Rahm Emanuel had everything going for him in his race for a second term as mayor of Chicago.
He was the incumbent in a city that tends to keep its mayors—sometimes for decades.
He had a twelve-to-one fundraising advantage against his closest competitor—and his campaign treasury was constantly being refueled by wealthy out-of-town donors and corporate special-interest groups.
He had the endorsement of his former boss, President Obama, who recorded campaign commercials for Emanuel and who jetted into Chicago just days before Tuesday’s election and appeared at the mayor’s side.
Emanuel had everything—except a sufficient number of votes to avoid an April 7 runoff election that will now become a referendum on policies that have been so friendly to corporate elites that the incumbent has been dubbed “Mayor 1%.”
Emanuel needed another percentage to avoid the runoff—50 percent plus one vote.
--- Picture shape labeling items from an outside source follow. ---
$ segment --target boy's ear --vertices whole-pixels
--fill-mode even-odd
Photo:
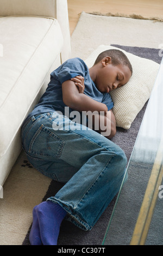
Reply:
[[[102,60],[102,64],[104,66],[106,66],[108,64],[111,63],[111,57],[105,57]]]

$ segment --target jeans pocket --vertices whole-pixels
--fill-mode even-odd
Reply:
[[[28,152],[37,156],[50,156],[59,158],[65,142],[43,124],[32,137]]]

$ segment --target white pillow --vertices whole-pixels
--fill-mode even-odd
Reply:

Under Chicago’s system, all candidates for mayor and for aldermanic seats run on a nonpartisan ballot. If any candidate gets more than 50 percent, she or he is elected outright. If no one gets over 50 percent, the top two finishers in the initial election face one another in a runoff.
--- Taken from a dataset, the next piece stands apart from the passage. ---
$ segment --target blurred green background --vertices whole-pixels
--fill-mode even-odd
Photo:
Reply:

A lot of the betting in Chicago was that Emanuel would get his 50-plus-one.
But when the votes were counted, all bets were off.
Emanuel finished first, with 45 percent. But that was far short of the “50-plus-1” mark, so far that the Chicago Sun Times termed the result “a huge embarrassment” for the former White House aide and Democratic Congressional Campaign Committee chair who many see as the most politically-connected mayor in the United States.